I talk about the three big enemies of focus and productivity. They are interruption, multitasking, and distraction.
I say they are in order from easiest to deal with to hardest. (But I’m faking that a little.)
The biggest pushback I get is around multitasking – people defend their ability to do it. Let’s deal with that here.
What’s our drive to attempt multitasking? What’s the evidence that we can actually do it?
I’ll look at cases where people think they or someone else is multitasking. We’ll look at each one to see if it actually fits a reasonable definition of multitasking as relates to our work.
Brief aside – I asked on LinkedIn and no one suggested any other categories. P.S. You can connect with me on LI where I discuss these topics as I’m producing the podcast linkedin.com/in/larrytribble. Or you can comment on this episode.
I’ll show that these cases are not good evidence. Then, I’ll discuss the motivations to multitask. I’ll consider historical ideas of multitasking. Then we’ll ask the question again: should we try to multitask? Spoiler alert: I will (of course) conclude that we can’t.
Computers appear to multitask and there’s the legend of mind as computer
- The sociological construct of mind as computer
- So we say – the computer’s multitasking so I should do it too. We’re wrong on both counts. Our machines are very, very good task switchers – but they don’t really multitask and we haven’t developed that kind of human being
- We’re not multithreaded, particularly with the unexpected
- We don’t completely forget
- We can’t effectively reload our previous state
- All of this takes lots of time and is error prone
We don’t value our own attention and the difficulty of our own work
- Historical tasks were not heavy on attention
- We fritter away our attention on entertainment
There are certain environments where it seems we are doing it.

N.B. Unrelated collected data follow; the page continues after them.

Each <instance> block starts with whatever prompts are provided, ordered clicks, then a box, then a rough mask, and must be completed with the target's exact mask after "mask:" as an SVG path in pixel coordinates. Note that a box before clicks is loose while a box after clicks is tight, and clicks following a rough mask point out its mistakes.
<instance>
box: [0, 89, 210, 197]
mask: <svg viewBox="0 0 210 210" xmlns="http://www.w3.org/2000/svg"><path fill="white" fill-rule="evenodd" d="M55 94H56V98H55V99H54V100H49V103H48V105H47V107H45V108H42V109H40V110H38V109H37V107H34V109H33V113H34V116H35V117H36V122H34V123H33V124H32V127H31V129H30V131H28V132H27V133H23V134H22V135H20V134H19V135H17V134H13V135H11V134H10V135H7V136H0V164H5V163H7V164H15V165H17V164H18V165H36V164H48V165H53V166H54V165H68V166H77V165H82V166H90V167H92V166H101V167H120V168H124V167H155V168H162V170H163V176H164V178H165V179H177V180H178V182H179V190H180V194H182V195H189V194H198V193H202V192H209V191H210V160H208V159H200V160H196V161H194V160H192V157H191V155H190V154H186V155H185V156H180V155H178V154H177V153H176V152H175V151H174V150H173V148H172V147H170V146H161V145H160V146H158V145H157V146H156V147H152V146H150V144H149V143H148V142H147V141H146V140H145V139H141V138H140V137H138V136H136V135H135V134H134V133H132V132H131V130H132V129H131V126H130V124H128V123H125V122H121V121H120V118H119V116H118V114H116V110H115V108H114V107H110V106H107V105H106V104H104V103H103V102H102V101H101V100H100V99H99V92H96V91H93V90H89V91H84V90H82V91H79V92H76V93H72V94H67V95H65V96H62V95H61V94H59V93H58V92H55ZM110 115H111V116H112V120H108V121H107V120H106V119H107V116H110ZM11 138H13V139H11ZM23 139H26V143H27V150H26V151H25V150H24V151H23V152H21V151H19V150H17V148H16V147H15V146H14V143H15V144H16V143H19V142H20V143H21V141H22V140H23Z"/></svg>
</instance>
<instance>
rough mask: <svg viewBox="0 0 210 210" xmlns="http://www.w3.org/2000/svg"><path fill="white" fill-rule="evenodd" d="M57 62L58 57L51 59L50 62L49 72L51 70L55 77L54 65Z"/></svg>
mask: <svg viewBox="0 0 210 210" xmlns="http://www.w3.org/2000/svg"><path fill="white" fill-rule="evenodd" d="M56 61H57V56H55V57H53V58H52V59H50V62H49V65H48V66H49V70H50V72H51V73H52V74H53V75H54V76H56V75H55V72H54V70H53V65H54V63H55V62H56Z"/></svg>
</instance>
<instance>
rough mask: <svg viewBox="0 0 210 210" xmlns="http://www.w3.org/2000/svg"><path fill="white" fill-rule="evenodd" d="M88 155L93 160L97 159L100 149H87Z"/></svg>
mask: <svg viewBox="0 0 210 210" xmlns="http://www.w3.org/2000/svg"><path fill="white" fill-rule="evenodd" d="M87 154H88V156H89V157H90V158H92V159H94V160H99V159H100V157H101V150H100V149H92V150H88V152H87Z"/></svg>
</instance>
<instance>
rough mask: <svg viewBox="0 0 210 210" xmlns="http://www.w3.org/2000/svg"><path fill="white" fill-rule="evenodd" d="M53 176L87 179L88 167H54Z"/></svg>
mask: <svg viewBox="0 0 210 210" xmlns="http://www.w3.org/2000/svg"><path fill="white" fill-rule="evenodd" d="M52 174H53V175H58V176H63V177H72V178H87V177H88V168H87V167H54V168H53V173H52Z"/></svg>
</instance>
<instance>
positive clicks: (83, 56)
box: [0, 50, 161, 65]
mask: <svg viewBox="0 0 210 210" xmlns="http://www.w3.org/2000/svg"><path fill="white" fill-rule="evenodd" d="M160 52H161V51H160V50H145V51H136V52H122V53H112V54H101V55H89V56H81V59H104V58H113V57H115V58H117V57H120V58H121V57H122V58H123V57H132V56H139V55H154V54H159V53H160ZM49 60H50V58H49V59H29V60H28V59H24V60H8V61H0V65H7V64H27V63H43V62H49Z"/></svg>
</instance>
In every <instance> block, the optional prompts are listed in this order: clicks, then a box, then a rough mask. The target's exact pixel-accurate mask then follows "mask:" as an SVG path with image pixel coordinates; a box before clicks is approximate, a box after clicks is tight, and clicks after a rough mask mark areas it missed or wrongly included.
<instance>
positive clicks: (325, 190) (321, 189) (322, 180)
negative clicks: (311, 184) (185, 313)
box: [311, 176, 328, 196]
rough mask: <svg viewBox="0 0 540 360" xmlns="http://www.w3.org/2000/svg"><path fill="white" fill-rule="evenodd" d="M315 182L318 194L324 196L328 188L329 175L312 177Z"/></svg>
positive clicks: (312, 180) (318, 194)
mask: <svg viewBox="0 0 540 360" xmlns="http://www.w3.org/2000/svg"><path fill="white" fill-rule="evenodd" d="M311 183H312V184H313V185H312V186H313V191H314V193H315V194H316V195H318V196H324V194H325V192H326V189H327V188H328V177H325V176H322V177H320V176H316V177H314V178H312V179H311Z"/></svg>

- Processes that we can ignore, but only for a short period of time (e.g. cooking)
- Tasks that are easily interrupted and restarted (e.g. eating)
- Active stakeholders that let us know there’s a problem (e.g. pets)
- Mindless tasks – we have to be there, but we do them on ‘autopilot’
- Walking is autonomous (until it’s not)
- Challenges of doing something else when we’re engaged in a ‘mindless’ task
- Autonomous tasks that we don’t have to think about
- Autonomous tasks that don’t need our attention – ie. delegation
- Tasks that we have learned to combine to become one task
- Juggling
- You can take the time to memorize the 1A, 2B exercise – to unify it into a single sequence in your head. But that doesn’t make it multitasking
- Simultaneous chess – actually highly practiced task-switching in a very structured environment
We think we see it, so we’re tempted to do it. People seem to be doing it around us and we’re people too.
- What we see doesn’t mean that a) they’re actually doing it, or b) that they’re getting results that we would want.
- Other people ask us to do it
- So, we claim we can
- We collectively confuse each other – if your friends jumped off a bridge…
So, I think this is why we believe that we can multitask (it’s bad evidence) – but we shouldn’t
- Multitasking wasn’t even a concept before about 1960
- N-gram on ‘multitasking’
- All of the productivity literature before computing was very different – focus on focus
- Our desire to task switch may be a form of boredom, procrastination
- Focus is hard and so is our work
- There is no scientific evidence in favor of the ability to multitask
- Athletes – focus on what you’re doing, not how you’re doing it – anything else is multitasking and hurts performance
Consider the evidence and question it – there’s no real evidence that we can multitask, it only seems that way.
This may help you clarify and decide to stop trying to do it
Then we can move on to improving our focus and fighting interruption and distraction.